The Russian FX market started the week on a positive note, propelled by export selling activity and oil’s attempts to recover. However, trading volumes changed little, with the MICEX reporting USD 3.6bn of turnover. RUB opened strong, flirting with the 53.50 level, but later moved a bit lower, as export selling flows slowed and oil prices lost momentum. Hence, RUB firmed only 0.2%, stopping at 53.94 against USD. In the meantime, Brent finally managed to rebound, rising 0.7% to USD 61.2/bbl by the close. Overall, yesterday’s session illustrated that the bid in USDRUB is growing stronger, albeit export selling flow offsets it now in the tax period. As we have pointed out before, an increase in external debt redemptions, dividend payments and the start of the holiday period could shape higher capital outflows in the near term compared with previous months.
The EM FX universe bounced on Monday, so the EM FX index gained 0.4%. BRL recovered 0.6%, accompanied by ILS (+1.4%) and TRY (+1.1%). Commodity-based currencies lagged peers: NOK slid 0.3%, while AUD and NZD fell nearly 0.6%.

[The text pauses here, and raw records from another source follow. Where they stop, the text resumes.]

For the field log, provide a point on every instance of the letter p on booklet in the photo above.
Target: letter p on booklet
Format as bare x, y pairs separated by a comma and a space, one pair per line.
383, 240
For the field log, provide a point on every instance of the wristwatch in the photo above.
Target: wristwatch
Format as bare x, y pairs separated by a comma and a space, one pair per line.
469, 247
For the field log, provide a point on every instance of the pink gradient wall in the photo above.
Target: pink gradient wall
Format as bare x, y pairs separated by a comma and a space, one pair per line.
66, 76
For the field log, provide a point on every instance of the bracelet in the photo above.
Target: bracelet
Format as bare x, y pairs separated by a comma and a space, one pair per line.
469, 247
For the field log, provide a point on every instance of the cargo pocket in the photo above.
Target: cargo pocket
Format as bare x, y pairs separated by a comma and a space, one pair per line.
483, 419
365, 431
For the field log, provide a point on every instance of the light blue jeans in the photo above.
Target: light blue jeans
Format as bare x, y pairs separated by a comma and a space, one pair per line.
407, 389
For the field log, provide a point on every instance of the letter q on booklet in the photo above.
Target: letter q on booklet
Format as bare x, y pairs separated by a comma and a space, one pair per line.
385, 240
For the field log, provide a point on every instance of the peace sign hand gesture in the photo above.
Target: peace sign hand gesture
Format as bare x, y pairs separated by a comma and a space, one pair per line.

Demand at the 28-day FX repo auction doubled compared with the previous week, so banks took USD 1.1bn, almost the full limit of USD 1.3bn. The average rate was set at 2.20%. On a net basis, it was a refinancing of funds maturing this week, so on Wednesday the volume of outstanding debt on FX repo is to amount to USD 32.8bn (if the one-week auction remains untapped again). Meanwhile, the Treasury’s one-week deposit auction, with USD 0.5bn on offer, was ignored by the market, with no bids being placed at all.